La saga de l’été ( chapitre A suite)

Elle emprunte rapidement une voie de traverse et s’engouffre dans la zone piétonnière du vieux Tours. Sandie jette un coup d’œil derrière elle, personne ne la suivie, certainement pas l’automobiliste, elle ne  pouvait abandonner son bébé. Maintenant elle doit faire vite et retrouver la maison où son frère est allé, mais comment va-t-elle réussir à le convaincre de venir avec elle.

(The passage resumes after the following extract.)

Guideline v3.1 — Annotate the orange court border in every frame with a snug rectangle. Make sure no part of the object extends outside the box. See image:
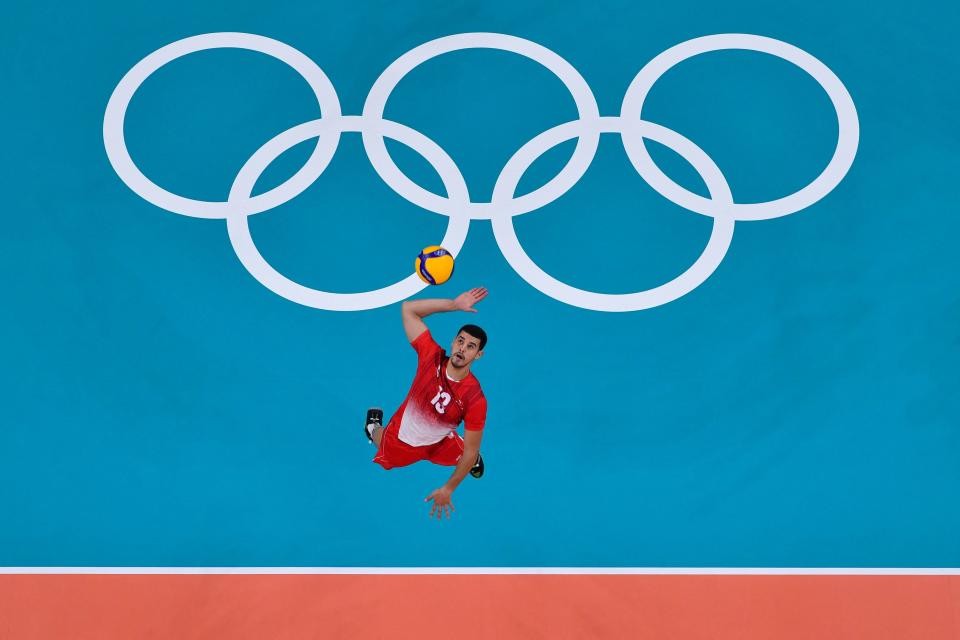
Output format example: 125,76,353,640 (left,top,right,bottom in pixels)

Sandie tourne en rond depuis plus de trois quart d’heure, ses souvenirs se sont estompés. Voilà plus de deux ans qu’elle a été séparé de Théo son grand-frère. Ils habitaient tous les deux dans le vieux Tours, une charmante maison avec des bardages en bois. Son frère a maintenant 17 ans, elle sait qu’ils se reconnaîtront, elle est sa petite sœur et il l’aimait énormément, les avoir séparé les avait laissé si malheureux que Théo avait fait fugue sur fugue. Puis un jour plus rien. Sandie n’en n’avait pas compris la raison. A deux ils seront plus fort pour retrouver leurs parents, elle voulait les connaître, comprendre pourquoi ils les avaient abandonnés. On les avait trouvé tous les deux dans un parc, leurs visages mangés par les larmes. 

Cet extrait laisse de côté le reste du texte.